1. What role do prices play in all economic markets? 2. Is it possible to determine a value for any goods or services without price system? 3. What characteristics do prices have in a market economy? 4. What unforseen events can affect the prices for some items? 5. What is one of the strengths of a free enterprise market economy? 6. What hopes and intentions do the buyers and sellers have coming to the market? 7. What is market equilibrium?

X. Translate into English:

1. Ціни відіграють важливу роль на всіх економічних ринках. 2. За умов ринкової економіки ціни діють як сигнали. 3. Цінова система в ринковій економіці напрочуд гнучка. 4. Ціни на вільному ринку нейт­ральні. 5. На економічних ринках покупці та продавці мають проти­лежні наміри та надії. 6. Покупці бажають купувати за низькими цінами. 7. Продавці приходять на ринок із надією на високі ціни.

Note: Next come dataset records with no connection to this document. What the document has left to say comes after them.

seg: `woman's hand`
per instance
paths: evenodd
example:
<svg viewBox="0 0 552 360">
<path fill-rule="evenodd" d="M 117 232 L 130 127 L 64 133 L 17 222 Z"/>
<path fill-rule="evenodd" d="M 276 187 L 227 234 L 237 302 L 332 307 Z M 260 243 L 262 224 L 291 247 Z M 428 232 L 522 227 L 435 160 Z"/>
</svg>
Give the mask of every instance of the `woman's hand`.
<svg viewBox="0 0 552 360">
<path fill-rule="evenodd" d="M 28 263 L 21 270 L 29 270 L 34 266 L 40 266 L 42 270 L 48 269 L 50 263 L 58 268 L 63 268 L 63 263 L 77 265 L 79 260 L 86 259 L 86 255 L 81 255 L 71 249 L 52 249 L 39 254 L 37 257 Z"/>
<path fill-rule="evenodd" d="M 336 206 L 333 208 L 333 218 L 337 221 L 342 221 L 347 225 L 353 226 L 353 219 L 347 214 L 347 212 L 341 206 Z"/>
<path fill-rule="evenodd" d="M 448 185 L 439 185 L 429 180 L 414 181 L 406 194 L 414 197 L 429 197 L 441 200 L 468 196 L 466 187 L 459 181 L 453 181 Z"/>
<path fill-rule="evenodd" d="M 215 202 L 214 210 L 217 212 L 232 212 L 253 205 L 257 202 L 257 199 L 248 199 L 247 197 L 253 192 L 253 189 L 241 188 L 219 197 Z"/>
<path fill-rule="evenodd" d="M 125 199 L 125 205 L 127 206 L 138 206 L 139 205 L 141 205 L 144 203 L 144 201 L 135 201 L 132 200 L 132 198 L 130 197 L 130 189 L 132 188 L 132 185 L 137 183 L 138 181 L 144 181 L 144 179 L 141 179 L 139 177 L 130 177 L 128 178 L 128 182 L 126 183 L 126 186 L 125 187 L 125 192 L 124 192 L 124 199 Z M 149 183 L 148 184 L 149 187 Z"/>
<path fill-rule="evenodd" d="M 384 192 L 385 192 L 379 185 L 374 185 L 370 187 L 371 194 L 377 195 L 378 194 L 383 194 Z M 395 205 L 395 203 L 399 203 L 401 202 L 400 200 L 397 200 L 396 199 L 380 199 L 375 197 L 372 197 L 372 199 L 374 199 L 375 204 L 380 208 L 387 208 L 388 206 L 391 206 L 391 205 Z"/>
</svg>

XI. Retell the text A using the following words and

word-combinations:

price system; to determine a value for any goods or services; prices act as signals; market economy; high price; low price; prices are neutral; flexible; free market system; competition between buyers and sellers; a free enterprise market economy; to affect the prices; opposite hopes and intentions; unforseen events; to take place; adjustment process; market equilibrium; surplus; shortage.

READING DRILLS

1. Practise the pronunciation of the following words:

a) stress the first syllable:

bargain, possible, current, marginal, compensate, argument, tendency, indicate, satisfy, diminish, purchase, matter, sacrifice;

b) stress the second syllable:

majority, advance, commodity, expenditure, accept, utility, relationship, remain, exist, desire, continue, successive, financial.

Text B

In most economic systems, the prices of the majority of goods and services do not change over short periods of time. In some systems it is of course possible for an individual to bargain over prices, because they are not fixed in advance. In general terms, however, the individual cannot change the prices of the commodities he wants. When planning his expenditure, he must therefore accept these fixed prices. He must also pay this same fixed price no matter how many units he buys. A consumer will go on buying bananas for as long as he continues to be satisfied. If he buys more, he shows that his satisfaction is still greater than his dislike of losing money. With each successive purchase, however, his satisfaction compensates less for the loss of money.

A point in time comes when the financial sacrifice is greater than the satisfaction of eating bananas. The consumer will therefore stop buying bananas at the current price. The bananas are unchanged; they are no better or worse than before. Their marginal utility to the consumer has, however, changed. If the price had been higher, he might have bought fewer bananas; if the price had been lower, he might have bought more.

It is clear from this argument that the nature of a commodity remains the same, but its utility changes. This change indicates that a special relationship exists between goods and services on the one hand, and a consumer and his money on the other hand. The consumer’s desire for a commodity tends to diminish as he buys more units of that commodity. Economists call this tendency the Law of Diminishing Marginal Utility1.